IL-15 then favors accumulation of activated CD8+ T cells by stimulating their survival and inhibiting their responses to immunoregulatory mechanisms, further increasing the risk of developing T-dependent autoimmune diseases (T1DM, thyroiditis, and perhaps type I refractory celiac disease, RCDI).
Finally, IL-15 can promote the emergence of unusual IEL-derived T lymphomas sharing characteristics of both NK and T cells and able to drive epithelial lesions. Onset of lymphoma is often revealed by refractoriness to the gluten-free-diet.
Finally, in active CD, Secretory IgA-gluten complexes formed in the intestinal lumen can bind the CD71 receptor up-regulated at the apical surface of enterocytes, resulting in their rapid retro-transport into lamina propria.
Binding of SIgA to CD71 may also activate signal transduction into epithelial cells. These mechanisms may exacerbate immune responses.

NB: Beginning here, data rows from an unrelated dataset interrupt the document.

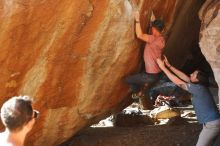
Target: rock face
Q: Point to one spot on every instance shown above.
(71, 57)
(210, 35)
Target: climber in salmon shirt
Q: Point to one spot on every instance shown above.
(141, 83)
(18, 117)
(203, 102)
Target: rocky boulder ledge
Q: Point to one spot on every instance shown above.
(71, 56)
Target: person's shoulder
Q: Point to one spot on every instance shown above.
(3, 141)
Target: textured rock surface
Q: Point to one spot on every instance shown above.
(210, 35)
(72, 55)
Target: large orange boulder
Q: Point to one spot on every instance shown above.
(71, 56)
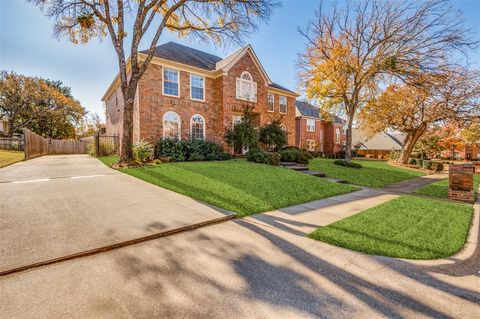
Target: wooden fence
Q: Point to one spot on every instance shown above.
(11, 143)
(36, 145)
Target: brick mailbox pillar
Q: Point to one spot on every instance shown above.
(460, 182)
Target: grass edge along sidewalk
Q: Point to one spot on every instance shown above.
(373, 174)
(406, 227)
(237, 185)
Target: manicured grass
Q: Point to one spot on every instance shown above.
(239, 186)
(10, 157)
(109, 160)
(440, 188)
(406, 227)
(373, 173)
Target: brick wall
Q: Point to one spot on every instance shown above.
(460, 182)
(303, 135)
(218, 109)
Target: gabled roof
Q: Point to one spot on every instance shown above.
(307, 109)
(182, 54)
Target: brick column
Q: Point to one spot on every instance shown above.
(460, 182)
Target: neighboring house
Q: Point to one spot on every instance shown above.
(378, 145)
(189, 94)
(317, 133)
(3, 127)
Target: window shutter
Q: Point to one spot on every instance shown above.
(238, 88)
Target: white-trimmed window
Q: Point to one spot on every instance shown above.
(171, 126)
(170, 82)
(197, 127)
(311, 145)
(337, 135)
(283, 104)
(271, 102)
(310, 125)
(197, 87)
(246, 88)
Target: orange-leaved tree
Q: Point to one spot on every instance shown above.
(354, 49)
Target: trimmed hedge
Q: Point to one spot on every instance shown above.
(263, 157)
(347, 164)
(190, 150)
(293, 154)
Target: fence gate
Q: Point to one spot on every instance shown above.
(36, 145)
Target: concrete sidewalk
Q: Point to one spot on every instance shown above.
(55, 206)
(304, 218)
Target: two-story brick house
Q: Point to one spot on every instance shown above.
(316, 132)
(189, 94)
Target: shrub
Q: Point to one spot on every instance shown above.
(296, 155)
(347, 164)
(190, 150)
(142, 151)
(426, 164)
(258, 156)
(437, 166)
(393, 156)
(272, 136)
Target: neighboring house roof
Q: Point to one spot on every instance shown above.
(210, 63)
(380, 141)
(307, 109)
(182, 54)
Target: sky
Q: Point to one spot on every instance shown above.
(28, 47)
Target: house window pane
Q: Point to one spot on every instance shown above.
(270, 102)
(170, 82)
(337, 135)
(310, 125)
(197, 127)
(197, 84)
(246, 88)
(283, 104)
(171, 126)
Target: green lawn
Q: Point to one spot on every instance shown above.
(406, 227)
(440, 188)
(373, 173)
(10, 157)
(237, 185)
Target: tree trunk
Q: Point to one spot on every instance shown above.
(348, 142)
(407, 150)
(127, 136)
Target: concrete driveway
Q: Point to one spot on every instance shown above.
(243, 269)
(54, 206)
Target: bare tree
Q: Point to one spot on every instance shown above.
(353, 51)
(453, 98)
(223, 21)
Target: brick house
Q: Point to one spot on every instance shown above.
(316, 132)
(189, 94)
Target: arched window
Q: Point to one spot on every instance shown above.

Intestinal dimeric IgA can be released into blood and participate in extra-intestinal autoimmunity, notably in dermatitis herpertiformis.

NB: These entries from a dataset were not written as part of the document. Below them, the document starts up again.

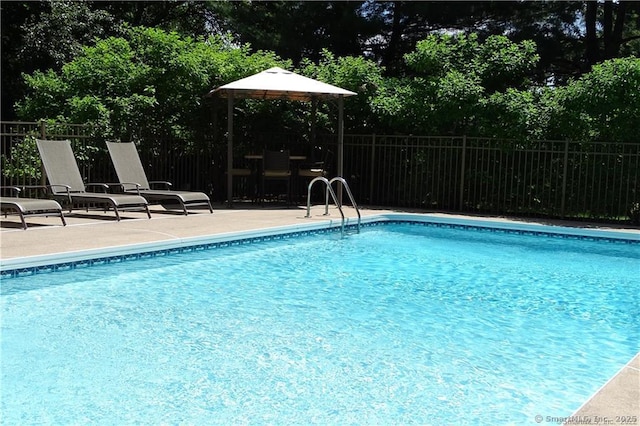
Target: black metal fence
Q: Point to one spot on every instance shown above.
(590, 180)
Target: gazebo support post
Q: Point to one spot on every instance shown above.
(230, 149)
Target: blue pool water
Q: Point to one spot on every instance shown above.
(399, 324)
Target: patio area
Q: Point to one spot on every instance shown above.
(617, 400)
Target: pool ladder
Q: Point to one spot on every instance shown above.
(329, 190)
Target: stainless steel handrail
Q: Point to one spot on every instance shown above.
(329, 190)
(353, 201)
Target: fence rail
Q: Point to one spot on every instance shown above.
(591, 180)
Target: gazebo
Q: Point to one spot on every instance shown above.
(277, 83)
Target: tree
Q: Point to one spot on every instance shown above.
(601, 105)
(151, 82)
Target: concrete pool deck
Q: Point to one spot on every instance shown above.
(617, 402)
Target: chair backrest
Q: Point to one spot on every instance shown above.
(126, 161)
(60, 165)
(276, 160)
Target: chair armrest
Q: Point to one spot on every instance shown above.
(44, 188)
(104, 186)
(125, 186)
(12, 188)
(65, 187)
(167, 185)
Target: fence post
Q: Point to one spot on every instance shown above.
(564, 177)
(463, 164)
(373, 165)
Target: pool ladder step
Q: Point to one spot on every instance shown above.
(329, 191)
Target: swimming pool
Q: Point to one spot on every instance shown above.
(404, 322)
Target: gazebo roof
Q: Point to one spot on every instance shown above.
(277, 83)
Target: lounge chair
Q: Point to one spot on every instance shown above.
(66, 183)
(134, 180)
(25, 207)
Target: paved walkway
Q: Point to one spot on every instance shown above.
(46, 236)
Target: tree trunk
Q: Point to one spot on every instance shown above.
(591, 41)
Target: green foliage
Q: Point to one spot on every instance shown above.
(151, 82)
(601, 105)
(23, 161)
(357, 74)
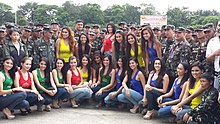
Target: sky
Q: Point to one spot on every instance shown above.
(160, 5)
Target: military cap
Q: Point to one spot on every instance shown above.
(103, 31)
(170, 27)
(27, 28)
(2, 28)
(91, 33)
(78, 21)
(96, 26)
(36, 29)
(218, 33)
(189, 29)
(40, 24)
(145, 25)
(163, 27)
(9, 25)
(133, 27)
(87, 26)
(54, 22)
(122, 23)
(47, 29)
(180, 29)
(156, 28)
(199, 29)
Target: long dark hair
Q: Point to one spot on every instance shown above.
(144, 41)
(161, 73)
(113, 28)
(117, 44)
(110, 65)
(13, 69)
(186, 73)
(129, 70)
(88, 66)
(208, 76)
(62, 69)
(71, 41)
(191, 78)
(122, 75)
(95, 65)
(87, 48)
(47, 70)
(23, 60)
(128, 46)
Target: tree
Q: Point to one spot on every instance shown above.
(131, 14)
(28, 10)
(179, 16)
(91, 13)
(148, 9)
(46, 13)
(5, 13)
(114, 14)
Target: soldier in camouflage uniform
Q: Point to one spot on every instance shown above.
(78, 29)
(25, 39)
(45, 47)
(178, 52)
(169, 33)
(2, 45)
(195, 47)
(56, 28)
(15, 48)
(96, 45)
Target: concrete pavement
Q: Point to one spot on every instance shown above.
(82, 115)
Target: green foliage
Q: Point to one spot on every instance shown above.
(5, 14)
(69, 12)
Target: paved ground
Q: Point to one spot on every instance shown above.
(82, 115)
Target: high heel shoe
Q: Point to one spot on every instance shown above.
(134, 109)
(149, 115)
(23, 112)
(73, 103)
(7, 114)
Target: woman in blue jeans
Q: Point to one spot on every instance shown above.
(10, 98)
(75, 80)
(133, 84)
(45, 84)
(157, 85)
(175, 95)
(119, 76)
(24, 79)
(58, 77)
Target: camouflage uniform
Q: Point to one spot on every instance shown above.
(12, 51)
(2, 53)
(194, 47)
(30, 47)
(166, 44)
(46, 49)
(179, 52)
(96, 45)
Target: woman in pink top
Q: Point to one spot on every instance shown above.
(107, 44)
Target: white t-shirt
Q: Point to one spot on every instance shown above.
(214, 45)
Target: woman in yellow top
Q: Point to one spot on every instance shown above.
(85, 69)
(193, 92)
(65, 47)
(133, 49)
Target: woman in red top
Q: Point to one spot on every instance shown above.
(24, 79)
(74, 78)
(107, 44)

Figure 3: Schematic representation of the pathogenesis of celiac disease. Gluten peptides can be transported across the intestinal epithelium by three main mechanisms: retrotranscytosis of secretory IgA (sIgA) (1) through transferrin receptor CD71 paracellularly (2) or transcytosis as a consequence of impaired mucosal integrity attributable to increased release of zonulin (3). Once internalized, deamidation (4) or cross-linking of gluten (5) by tissue transglutaminase (tTG) leads to the production of deamidated gluten or gluten-tTG, respectively. These gluten peptides are taken up and presented by dendritic cells to either CD4+ Th1 (6) or Th2 (7) cells in the context of HLA-DQ2 or HLA-DQ8 molecules. This presentation leads to activated gluten-reactive CD4+ Th1 cells that produce high levels of proinflammatory cytokines (8), with aTh1 cytokine pattern dominated by interferon gamma (IFN-g). Th-1 cytokines promote inflammatory effects, including fibroblast or lamina propria mononuclear cell (LPMC) secretion of matrix metalloproteinases (MMPs) (9), which are responsible for degradation of extracellular matrix and basement membrane and enhance the cytotoxicity of intraepithelial lymphocytes (IELs) or natural killer (NK) T cells (10). These latter cells facilitate the apoptotic death of enterocytes by the Fas/Fas ligand (FasL) system or interleukin-15 (IL-15)-induced perforin granzyme and NFG2D-MIC signaling pathways (11). Interferon alpha (IFN-α) released by activated dendritic cells further perpetuates the inflammatory reaction by inducing CD4+ T cells to produce IFN-γ. Additionally, through the production of Th-2 cytokines (12), activated CD4+ T cells drive the activation and clonal expansion of B cells, which differentiate into plasma cells and produce antigliadin and anti-tTG antibodies (13). (Adapted with permission from Di Sabatino A, Corazzo GR. Coeliac disease. Lancet. 2009; 373:1480–93.) [Reproduced with permission from Bellanti, JA (Ed). Immunology IV: Clinical Applications in Health and Disease. I Care Press, Bethesda, MD, 2012].